Hacker News new | past | comments | ask | show | jobs | submit login
DeepNet: Scaling Transformers to 1k Layers (arxiv.org)
194 points by homarp on March 2, 2022 | hide | past | favorite | 38 comments



5 BLEU points more is massive with 4 times less params.

The fact that layers themselves are narrower means that training and evaluation of the NN is also much faster.


Why would evaluation be faster with more narrow layers? If there were fewer tokens it would definitely be faster, because transformers scale by tokens^2, but here "narrow" means number of channels, for presumably the same number of tokens.


If I remember correctly the fully connected layers after the attention block are [?, a*h] * [a*h, b*h] (for some scalars a,b and hidden size h), which means that transformers also scale with h^2. I don't know what fraction of the total FLOPs that section of the model takes for practical model sizes, but it would indicate that making the model narrower for the same number of params would reduce compute.


Oh yeah, I think you're right. If it's all fully-connected (and parts of a transformer are) then more thinner layers use fewer FLOPs than fewer thicker layers, for the same number of parameters. As long as the layers are wide enough to keep the GPU busy it'll run faster.


It is notable that they got only 2.5 extra BLEU while translating text to english, and 6.2 extra when translating text from english to another language.

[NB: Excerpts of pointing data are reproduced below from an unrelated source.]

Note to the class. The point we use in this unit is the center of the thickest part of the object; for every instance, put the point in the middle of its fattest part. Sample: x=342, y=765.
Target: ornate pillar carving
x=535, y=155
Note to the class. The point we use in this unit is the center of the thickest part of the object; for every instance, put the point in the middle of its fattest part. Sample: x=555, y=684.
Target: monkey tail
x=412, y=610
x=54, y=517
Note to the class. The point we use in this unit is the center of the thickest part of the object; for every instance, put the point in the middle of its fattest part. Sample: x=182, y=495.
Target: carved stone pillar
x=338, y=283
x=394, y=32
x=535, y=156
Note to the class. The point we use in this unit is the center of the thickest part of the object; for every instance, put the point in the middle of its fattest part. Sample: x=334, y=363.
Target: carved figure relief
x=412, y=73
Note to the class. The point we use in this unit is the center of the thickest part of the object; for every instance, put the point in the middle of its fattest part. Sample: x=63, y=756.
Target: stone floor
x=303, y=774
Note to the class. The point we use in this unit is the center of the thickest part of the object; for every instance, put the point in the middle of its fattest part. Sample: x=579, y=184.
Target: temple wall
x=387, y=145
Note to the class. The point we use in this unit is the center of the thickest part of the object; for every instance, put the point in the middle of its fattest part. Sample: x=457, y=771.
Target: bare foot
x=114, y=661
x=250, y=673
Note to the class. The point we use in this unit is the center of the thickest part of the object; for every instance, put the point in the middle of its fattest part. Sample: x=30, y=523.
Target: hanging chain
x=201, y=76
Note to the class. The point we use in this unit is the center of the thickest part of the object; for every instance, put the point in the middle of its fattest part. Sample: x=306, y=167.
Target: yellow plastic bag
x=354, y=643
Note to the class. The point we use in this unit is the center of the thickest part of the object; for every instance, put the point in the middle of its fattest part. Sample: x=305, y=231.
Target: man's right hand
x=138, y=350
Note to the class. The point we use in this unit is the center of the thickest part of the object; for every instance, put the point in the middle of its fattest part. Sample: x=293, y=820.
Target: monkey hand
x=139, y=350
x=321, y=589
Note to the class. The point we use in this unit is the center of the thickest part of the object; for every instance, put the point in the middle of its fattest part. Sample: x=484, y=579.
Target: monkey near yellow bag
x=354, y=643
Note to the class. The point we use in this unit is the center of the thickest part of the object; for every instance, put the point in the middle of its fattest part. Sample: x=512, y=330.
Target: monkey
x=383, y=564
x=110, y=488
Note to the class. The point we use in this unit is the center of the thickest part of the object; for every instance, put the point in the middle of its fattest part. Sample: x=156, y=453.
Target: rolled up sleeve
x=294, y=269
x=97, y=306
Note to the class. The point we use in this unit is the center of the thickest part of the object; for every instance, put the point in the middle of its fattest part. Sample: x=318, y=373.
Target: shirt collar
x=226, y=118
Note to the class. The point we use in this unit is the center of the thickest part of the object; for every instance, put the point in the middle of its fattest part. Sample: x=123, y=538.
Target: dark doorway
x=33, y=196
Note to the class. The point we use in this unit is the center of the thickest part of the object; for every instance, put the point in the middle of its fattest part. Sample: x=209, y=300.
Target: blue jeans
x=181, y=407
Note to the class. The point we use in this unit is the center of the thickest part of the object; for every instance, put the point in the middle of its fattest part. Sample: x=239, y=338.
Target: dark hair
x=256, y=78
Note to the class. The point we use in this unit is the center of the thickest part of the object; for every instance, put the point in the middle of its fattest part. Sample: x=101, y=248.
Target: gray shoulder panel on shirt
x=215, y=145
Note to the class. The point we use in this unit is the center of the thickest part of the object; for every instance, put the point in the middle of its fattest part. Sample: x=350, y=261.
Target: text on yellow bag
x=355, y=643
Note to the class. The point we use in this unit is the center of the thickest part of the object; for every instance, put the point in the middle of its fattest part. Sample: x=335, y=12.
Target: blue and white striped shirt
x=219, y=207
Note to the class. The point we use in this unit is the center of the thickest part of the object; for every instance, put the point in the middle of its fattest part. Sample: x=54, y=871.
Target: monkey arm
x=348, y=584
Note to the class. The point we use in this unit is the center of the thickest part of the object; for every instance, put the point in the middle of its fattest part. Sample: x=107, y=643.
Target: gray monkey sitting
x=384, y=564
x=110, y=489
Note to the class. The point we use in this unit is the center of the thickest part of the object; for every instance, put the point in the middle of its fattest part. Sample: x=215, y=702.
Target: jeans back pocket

Since the network will have seen far more english text than text of other languages, it suggests that performance on limited training data is more improved.


That's exciting. Getting better performance with more data is trivial, the hard part is getting better performance with less data.


Actually no. Each layer requires output from previous one, which means sequentially computation. While wider layers can utilize GPU parallel computation better. This is kind of trade-off between less memory (less parameters) vs longer time.


A lot of previous transformer-based models did not have great depth simply because "shallow" transformers already took forever to train.

I am concerned that we are approaching an age where only massive companies and research groups with tons of GPU resources will be able to train next-gen models.


This study suggests that the number of parameters can be significantly reduced using deeper networks, which is a consistent finding in ML research. So these results could actually help to decrease the amount of computing resources required.


I reached the same conclusion but was actually happy about it. When I just started working on neural networks I had almost no competition. Then starting from ~2015 suddenly everybody did neural networks, but all backprop. Right now almost nobody can work on backprop anymore because to improve the status quo you need massive budgets. So I can finally work in peace again on other more obscure neural networks that are way more fun in my opinion. The work is more creative than just tweaking backprop a bit more.


> approaching

We were already there in 2020.


That's why open research groups like EleutherAI are critical. They've used elbow grease and enthusiasm to follow in the tracks of OpenAI and Microsoft, and some of their members have prolifically coded implementations of the latest and greatest theory in papers.

Huggingface is also worthy of great praise, making the models accessible and lowering the barrier to actual commercial use.

Lastly, Google deserves props for Colab. You can run models that are 80% as good as the ones which initially cost millions of usd to produce. Even the free tier is excellent, and I've pointed various people to them as a resource for developing practical hands-on experience with machine learning.

This is a wonderful ai summer we're having, appreciate it while you can!


There is still plenty of interesting and relevant ml research available to people who don't have access to CERN-sized compute clusters, just like there is still plenty of interesting and relevant research for physicists outside of CERN.


> only massive companies and research groups with tons of GPU resources will be able to train next-gen models

Oh, don't be. We are already at this stage.


I'm not too concerned GPUs scale very well horizontally and aren't as much effected by Moore's Law as Single Thread Bound algorithms. We just discovered a new class of algorithms and hardware needs time to catch up from big gpu clusters to end user hardware


I'm not particularly concerned about this tbh. What I mean is that ML is highly relevant with less resources as well, and the fact the only a handful companies or research groups have the financial power to push the state of the art isn't really a problem.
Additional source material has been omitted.